The morning after the first night of Ronald Harwood’s Taking Sides in May 1995, I received a call from Otto Klemperer’s daughter.
‘Tell me,’ said Lotte, ‘is it true that, in Mr Harwood’s play, the denazification attorney addressed Dr Furtwängler as “Wilhelm”, or even “Willi”?’
I said something in reply about dramatic licence and the interrogator being, erm, an American.
‘No one,’ thundered Lotte Klemperer down the phone, ‘ever called my father “Otto”.’
Appearances meant everything to the generation of great conductors that survived the Nazi era, whether as anxious refugees or, in the case of the Berlin Philharmonic chief, as a cultural poster boy for a criminal regime. After the defeat of Hitler, Furtwängler argued that he had given selfless service to his fellow Germans, keeping alive the Geist of Bach and Beethoven. ‘People never needed more, never yearned more to hear Beethoven and his message of freedom and human love than precisely these Germans, who had to live under Himmler’s terror,’ he told the tribunal. ‘I do not regret having stayed with them.’
Furtwängler was not a member of the Nazi party and there is evidence that he helped a number of Jewish musicians to escape the Gestapo, and the country. His lofty self-exculpation was rubber-stamped by the western allies who did not want this central figure to go conducting for the Russians in East Berlin. It has since been swallowed by a slew of biographers all the way down to Harwood who, having raised a quizzical eyebrow in his script, let old Willi off with no more than a finger-wag.

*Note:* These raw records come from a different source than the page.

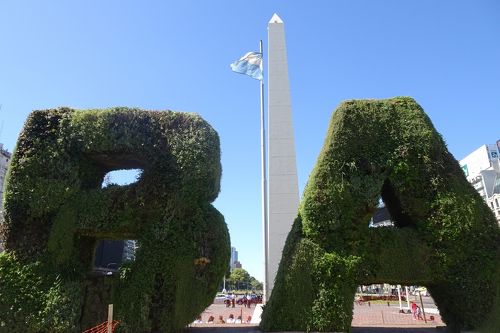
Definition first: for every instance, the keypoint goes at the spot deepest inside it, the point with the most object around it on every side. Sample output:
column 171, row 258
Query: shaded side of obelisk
column 282, row 169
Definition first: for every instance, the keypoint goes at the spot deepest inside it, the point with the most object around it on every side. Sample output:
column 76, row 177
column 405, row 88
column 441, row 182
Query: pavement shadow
column 398, row 330
column 255, row 329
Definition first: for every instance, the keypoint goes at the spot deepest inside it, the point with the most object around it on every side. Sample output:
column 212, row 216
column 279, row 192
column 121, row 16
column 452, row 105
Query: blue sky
column 176, row 55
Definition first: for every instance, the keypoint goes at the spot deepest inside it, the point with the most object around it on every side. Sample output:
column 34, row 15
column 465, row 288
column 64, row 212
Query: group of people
column 221, row 320
column 231, row 301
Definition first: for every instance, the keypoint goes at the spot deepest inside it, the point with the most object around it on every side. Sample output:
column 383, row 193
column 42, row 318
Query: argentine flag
column 250, row 64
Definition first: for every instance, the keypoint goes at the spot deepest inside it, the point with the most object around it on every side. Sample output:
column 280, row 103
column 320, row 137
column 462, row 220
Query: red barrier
column 103, row 328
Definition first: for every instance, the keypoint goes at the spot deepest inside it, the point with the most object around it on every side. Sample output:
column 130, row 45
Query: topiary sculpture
column 56, row 211
column 444, row 235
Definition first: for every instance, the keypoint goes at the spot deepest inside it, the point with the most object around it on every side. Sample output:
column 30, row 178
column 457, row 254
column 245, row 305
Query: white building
column 234, row 258
column 4, row 163
column 482, row 169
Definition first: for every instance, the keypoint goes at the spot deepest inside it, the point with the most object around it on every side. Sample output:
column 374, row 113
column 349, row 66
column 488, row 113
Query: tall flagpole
column 264, row 183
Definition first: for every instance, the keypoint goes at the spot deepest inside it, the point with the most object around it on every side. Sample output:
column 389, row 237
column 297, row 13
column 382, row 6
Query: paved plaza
column 374, row 318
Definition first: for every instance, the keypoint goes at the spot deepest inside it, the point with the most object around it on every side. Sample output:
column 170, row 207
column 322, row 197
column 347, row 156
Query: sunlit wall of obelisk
column 282, row 169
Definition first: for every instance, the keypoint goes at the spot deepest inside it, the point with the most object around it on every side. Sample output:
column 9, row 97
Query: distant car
column 421, row 290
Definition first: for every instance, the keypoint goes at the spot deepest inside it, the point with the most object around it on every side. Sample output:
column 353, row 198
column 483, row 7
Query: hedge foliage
column 56, row 211
column 445, row 237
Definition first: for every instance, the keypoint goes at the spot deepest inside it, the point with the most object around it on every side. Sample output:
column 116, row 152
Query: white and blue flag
column 250, row 64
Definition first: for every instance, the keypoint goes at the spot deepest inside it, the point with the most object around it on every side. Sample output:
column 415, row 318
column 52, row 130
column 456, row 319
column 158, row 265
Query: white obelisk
column 282, row 175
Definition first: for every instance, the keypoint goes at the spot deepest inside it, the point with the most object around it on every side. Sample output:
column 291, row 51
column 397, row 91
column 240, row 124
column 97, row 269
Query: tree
column 239, row 277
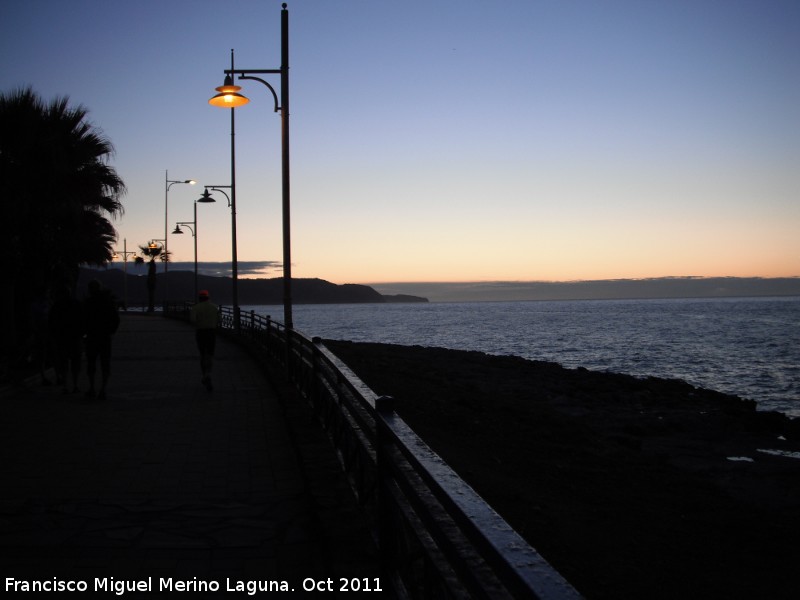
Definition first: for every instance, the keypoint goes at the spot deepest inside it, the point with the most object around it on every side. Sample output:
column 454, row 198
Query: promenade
column 164, row 479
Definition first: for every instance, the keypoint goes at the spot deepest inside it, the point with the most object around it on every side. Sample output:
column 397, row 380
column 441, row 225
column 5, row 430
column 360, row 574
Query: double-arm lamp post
column 168, row 183
column 206, row 197
column 125, row 255
column 228, row 97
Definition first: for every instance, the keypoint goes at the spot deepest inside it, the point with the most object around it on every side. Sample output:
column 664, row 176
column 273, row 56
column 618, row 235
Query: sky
column 445, row 140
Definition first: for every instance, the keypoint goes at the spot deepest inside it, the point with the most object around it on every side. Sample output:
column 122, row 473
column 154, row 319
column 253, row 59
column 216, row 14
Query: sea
column 748, row 347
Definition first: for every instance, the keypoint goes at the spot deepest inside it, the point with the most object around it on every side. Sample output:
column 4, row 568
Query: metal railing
column 437, row 537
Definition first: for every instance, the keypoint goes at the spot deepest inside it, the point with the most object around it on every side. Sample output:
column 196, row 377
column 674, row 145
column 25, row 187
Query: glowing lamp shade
column 228, row 96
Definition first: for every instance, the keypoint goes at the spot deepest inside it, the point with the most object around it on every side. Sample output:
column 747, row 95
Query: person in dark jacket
column 101, row 321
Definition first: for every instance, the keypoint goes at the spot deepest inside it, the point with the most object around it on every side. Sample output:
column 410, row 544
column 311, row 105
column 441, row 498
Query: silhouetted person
column 205, row 316
column 101, row 321
column 66, row 329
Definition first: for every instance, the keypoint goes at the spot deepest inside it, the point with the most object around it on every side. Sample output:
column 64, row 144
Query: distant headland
column 251, row 291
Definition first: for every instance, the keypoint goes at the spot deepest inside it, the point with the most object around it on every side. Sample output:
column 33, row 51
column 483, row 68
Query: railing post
column 387, row 542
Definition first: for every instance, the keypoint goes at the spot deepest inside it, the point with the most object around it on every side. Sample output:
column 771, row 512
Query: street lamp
column 168, row 183
column 228, row 97
column 192, row 225
column 206, row 197
column 125, row 255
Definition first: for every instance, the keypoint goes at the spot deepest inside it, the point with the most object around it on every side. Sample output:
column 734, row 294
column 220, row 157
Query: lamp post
column 206, row 197
column 192, row 225
column 124, row 254
column 228, row 97
column 168, row 183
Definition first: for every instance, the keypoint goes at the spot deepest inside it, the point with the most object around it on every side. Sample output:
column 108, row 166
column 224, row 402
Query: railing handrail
column 404, row 483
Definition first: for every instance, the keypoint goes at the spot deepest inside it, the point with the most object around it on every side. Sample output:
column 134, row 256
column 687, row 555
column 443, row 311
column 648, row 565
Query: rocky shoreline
column 631, row 488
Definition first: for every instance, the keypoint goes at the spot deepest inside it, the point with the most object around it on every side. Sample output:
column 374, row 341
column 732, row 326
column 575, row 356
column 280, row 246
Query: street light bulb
column 228, row 97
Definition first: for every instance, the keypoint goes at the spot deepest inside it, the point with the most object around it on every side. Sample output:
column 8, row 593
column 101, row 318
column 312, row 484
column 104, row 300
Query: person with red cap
column 205, row 316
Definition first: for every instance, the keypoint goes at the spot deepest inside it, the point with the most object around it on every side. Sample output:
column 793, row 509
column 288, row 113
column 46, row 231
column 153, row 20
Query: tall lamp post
column 228, row 97
column 206, row 197
column 192, row 225
column 125, row 255
column 168, row 183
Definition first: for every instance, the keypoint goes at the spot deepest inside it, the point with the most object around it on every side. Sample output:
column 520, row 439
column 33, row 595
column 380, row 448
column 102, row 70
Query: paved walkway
column 165, row 479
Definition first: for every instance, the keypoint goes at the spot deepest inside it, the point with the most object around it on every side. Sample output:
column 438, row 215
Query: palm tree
column 153, row 251
column 59, row 194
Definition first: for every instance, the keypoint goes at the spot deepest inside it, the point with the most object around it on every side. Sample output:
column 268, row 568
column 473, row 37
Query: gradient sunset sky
column 447, row 140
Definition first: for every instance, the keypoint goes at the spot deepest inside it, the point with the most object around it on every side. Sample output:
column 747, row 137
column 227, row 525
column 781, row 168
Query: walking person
column 205, row 316
column 101, row 321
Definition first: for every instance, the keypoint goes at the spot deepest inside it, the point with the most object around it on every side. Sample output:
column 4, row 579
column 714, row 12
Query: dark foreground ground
column 625, row 485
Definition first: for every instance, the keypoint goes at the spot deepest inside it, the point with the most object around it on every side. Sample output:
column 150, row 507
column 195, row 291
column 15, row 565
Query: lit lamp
column 228, row 96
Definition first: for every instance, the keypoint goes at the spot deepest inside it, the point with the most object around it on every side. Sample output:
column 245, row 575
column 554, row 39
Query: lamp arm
column 271, row 89
column 217, row 189
column 186, row 224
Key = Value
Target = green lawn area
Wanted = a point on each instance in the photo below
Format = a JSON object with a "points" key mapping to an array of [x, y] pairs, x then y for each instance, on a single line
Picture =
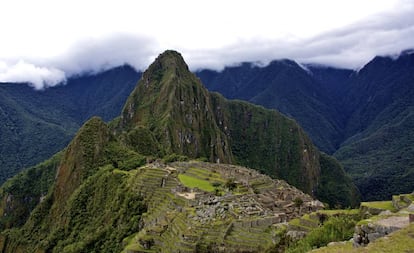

Now, out of the blue, a letter has turned up that shows Furtwängler in a less noble light. The letter is written by the eminent pianist Artur Schnabel to his secret American lover (which may be why it took so long to turn up). Schnabel, who was forced to leave Germany, recounts a summer’s evening he spent with Furtwängler in Italy shortly after he was cleared to resume conducting in 1947.
‘Last night Furtwängler and wife came to see me,’ Schnabel reports to Mary Virginia Foreman. ‘It was partly pleasant, partly opposite. So far it seems to me that these Germans cannot be helped, nor can they help themselves. He demonstrated the same old blending of arrogance, cowardice, and self-pity.’ Schnabel, the first to record the 32 Beethoven sonatas, was one of few living musicians whom Furtwängler acknowledged as an intellectual equal and whose opinion he valued.
Schnabel continues: ‘After the first “world war” the German leaders circulated as facts what obviously had been fake. For instance: that they had lost the war only because the home front had stabbed the army in the back. The Germans had no guilt whatsoever… Now Furtwängler went as far last night (he got terribly excite [sic], hysterical, shouted and roared), as to say that he has never known any Nazi. And that Germans and Nazis are not only absolutely different beings but hostile to each other.’
Imagine that. Furtwängler had been made vice-president of the Reichsmusikkammer in 1933 by Joseph Goebbels and had conducted often in Hitler’s presence. I have a photograph of him extending a hand to be shaken as Hitler approaches him after a concert, and another of him standing with the Führer at Bayreuth. ‘Never known any Nazi’? Take it from the top, Willi.
Schnabel hears his guest complain that ‘millions of Germans are now murdered daily, and that the whole world shows its decadence by its total lack of charity’. Furtwängler goes on to admit ‘without having been asked, that he has had quite a good time during the “regime”.’
This letter, from an impeccable source with no axe to grind, is a massive iconoclasm. It shatters the long-held image of Wilhelm Furtwängler as a man who did his best for music in terrible times, and replaces it with a man in denial of his central role in the Nazi cultural myth, a willing executioner of music for the greater glory of the regime.
He had a good time in the Reich, he admits. Any pity he feels is not for Hitler’s victims but, first, for himself, and second for Germans now living under Allied occupation. Furtwängler, seen through Schnabel’s eyes, is a shoddy hypocrite who, like Germans as a whole, is unwilling to admit a scintilla of guilt for his complicity with Hitler. He is not a saviour of great art. He’s just a very slippery character.
The fall of the Furtwängler myth is no small crash. A conductor of spiritual mien who conjured an aura of religious solemnity in his concerts, he is a role model for the Abbado-Barenboim generation and a persona of undying fascination. More than anyone, he established the Berlin Philharmonic Orchestra as the acme of interpretative legitimacy. Topple Furtwängler, and the German tradition loses its authority. The emperor concerto may need new clothes.